Thursday, February 6, 2014

How to Replace Foam in a Cushion

Let's face it: "flat" chair cushions are not comfortable to sit on, especially when the reclining chair supports are steel! Here's my how-to and photos for adding a zipper to a cushion and replacing the foam.

Below is the "before" photo. I have had this Lazy-Boy recliner only about 1-1/2 years, but the seat cushion was flat and uncomfortable to sit on! This chair is a family favorite at my house, so it gets lots of use! I needed to fix it fast!


There was no zipper in the cushion, so I knew I would need to remove that "Do not remove!" tag along with stitching to replace the foam. 

Do not remove this tag!

I wanted good quality foam to replace the old, and I wanted the foam to be 1 piece. I checked in several stores and on the internet, and good foam can be very pricey! Some sites had custom, cut-to-size foam for around $100.00 for the size that I needed! This price did not include the Dacron wrap, zipper, or shipping!

I finally decided to call and visit a local upholstery shop. The owner examined my cushion and said it contained a type of foam that typically doesn't hold up well. He sold me good, dense, furniture quality foam for my cushion. Not only did he cut the foam to size, he also applied the Dacron wrap so it would be "rounder". He even gave me an upholstery zipper! Amazingly, the total price was $45.00!

Nice wrap!
Spray glue attached the wrap.

I used a seam ripper to very carefully remove the stitching from the back side of the cushion. I also removed stitching from the two ends at the back of the cushion, being careful not to remove the stitching at the cording.

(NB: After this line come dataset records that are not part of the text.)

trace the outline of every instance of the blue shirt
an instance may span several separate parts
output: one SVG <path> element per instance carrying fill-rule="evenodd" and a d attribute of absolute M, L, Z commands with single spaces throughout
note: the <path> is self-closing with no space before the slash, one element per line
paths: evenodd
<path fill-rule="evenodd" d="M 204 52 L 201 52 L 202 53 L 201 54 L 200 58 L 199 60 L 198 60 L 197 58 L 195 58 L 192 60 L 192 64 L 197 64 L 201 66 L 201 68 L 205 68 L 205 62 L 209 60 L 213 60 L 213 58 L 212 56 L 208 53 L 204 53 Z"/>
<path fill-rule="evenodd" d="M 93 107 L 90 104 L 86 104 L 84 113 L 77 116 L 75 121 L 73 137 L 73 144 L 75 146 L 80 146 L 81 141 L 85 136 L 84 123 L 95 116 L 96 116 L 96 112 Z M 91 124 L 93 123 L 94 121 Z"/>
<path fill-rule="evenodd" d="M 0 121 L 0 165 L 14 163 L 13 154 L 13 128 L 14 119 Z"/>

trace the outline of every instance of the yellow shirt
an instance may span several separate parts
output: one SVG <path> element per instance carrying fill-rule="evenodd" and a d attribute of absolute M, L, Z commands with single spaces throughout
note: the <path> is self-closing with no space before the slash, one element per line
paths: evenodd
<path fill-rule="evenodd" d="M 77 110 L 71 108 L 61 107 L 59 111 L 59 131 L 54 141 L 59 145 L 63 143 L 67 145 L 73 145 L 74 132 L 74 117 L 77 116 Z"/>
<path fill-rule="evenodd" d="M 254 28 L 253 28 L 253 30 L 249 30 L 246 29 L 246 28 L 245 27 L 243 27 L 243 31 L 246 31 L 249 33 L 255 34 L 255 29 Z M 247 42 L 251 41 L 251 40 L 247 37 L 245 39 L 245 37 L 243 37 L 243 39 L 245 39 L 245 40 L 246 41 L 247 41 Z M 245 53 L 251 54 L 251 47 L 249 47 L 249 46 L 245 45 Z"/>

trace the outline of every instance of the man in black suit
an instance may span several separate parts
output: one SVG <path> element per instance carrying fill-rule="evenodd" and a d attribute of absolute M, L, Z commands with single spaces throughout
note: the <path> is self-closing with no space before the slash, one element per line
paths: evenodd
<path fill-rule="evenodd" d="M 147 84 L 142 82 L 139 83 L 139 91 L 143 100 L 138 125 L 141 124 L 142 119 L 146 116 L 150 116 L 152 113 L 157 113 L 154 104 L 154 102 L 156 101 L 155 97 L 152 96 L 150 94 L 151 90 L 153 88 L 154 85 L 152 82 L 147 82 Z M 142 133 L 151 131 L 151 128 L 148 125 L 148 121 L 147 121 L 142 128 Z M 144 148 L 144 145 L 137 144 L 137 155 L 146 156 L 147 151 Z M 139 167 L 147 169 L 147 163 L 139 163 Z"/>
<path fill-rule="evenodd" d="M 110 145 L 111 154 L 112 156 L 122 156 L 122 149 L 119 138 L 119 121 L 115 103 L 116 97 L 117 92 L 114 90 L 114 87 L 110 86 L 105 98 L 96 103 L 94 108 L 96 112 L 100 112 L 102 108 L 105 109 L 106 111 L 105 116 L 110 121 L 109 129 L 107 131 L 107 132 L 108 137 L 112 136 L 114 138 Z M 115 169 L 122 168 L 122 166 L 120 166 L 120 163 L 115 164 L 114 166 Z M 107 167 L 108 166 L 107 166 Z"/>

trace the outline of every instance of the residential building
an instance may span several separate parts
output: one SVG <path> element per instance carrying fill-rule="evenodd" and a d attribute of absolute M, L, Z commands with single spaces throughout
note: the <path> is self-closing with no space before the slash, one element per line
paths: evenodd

Remove stitches carefully!
Removing stitching from the ends

Once the stitching was removed, the truth was revealed: 2 pieces of foam that were beyond use!!

I folded the foam in half, and it easily slipped out of the cushion cover.

Folding foam for removal
2 Flat cushions!!

The edges where the zipper would be sewn had raveled, so I serged the edges.

This upholstery zipper did not have "endpoints" so, I securely stitched over the zipper ends. This necessary step prevents the zipper pull from coming off the zipper.

Next, I turned the fabric under about 5/8", pinned it to the left side of the zipper, and stitched the seam twice. 

Please note: The amount of fabric turned under may vary depending on the original seam allowance of the cushion cover.  Make sure that the zipper and fabric will be the same width as the side of the cushion before sewing.

I then unzipped the zipper so I could apply the zipper to the right side. Again, I turned the fabric under, pinned it to the right side of the zipper, and stitched the seam twice.

The zipper is sewn!

The last step for adding the zipper was to sew back the fabric ends where I had removed the stitching. This fabric was sewn over the fabric where I had applied the zipper. These seams were sewn twice, also.

Note: Be very careful when you try to sew over the zipper, even if it is plastic. You may need to sew up to the teeth of the zipper and skip a couple of stitches before sewing again.

Watch out for pins!

The zipper is now complete and zips easily!

To insert the new foam, my husband and I folded the foam and pushed it in the cover, being careful not to put pressure on the ends of the zipper. I inserted my hand and "worked" with the foam until it was even in the cover.

My new cushion!

My chair is now more "comfy" than ever!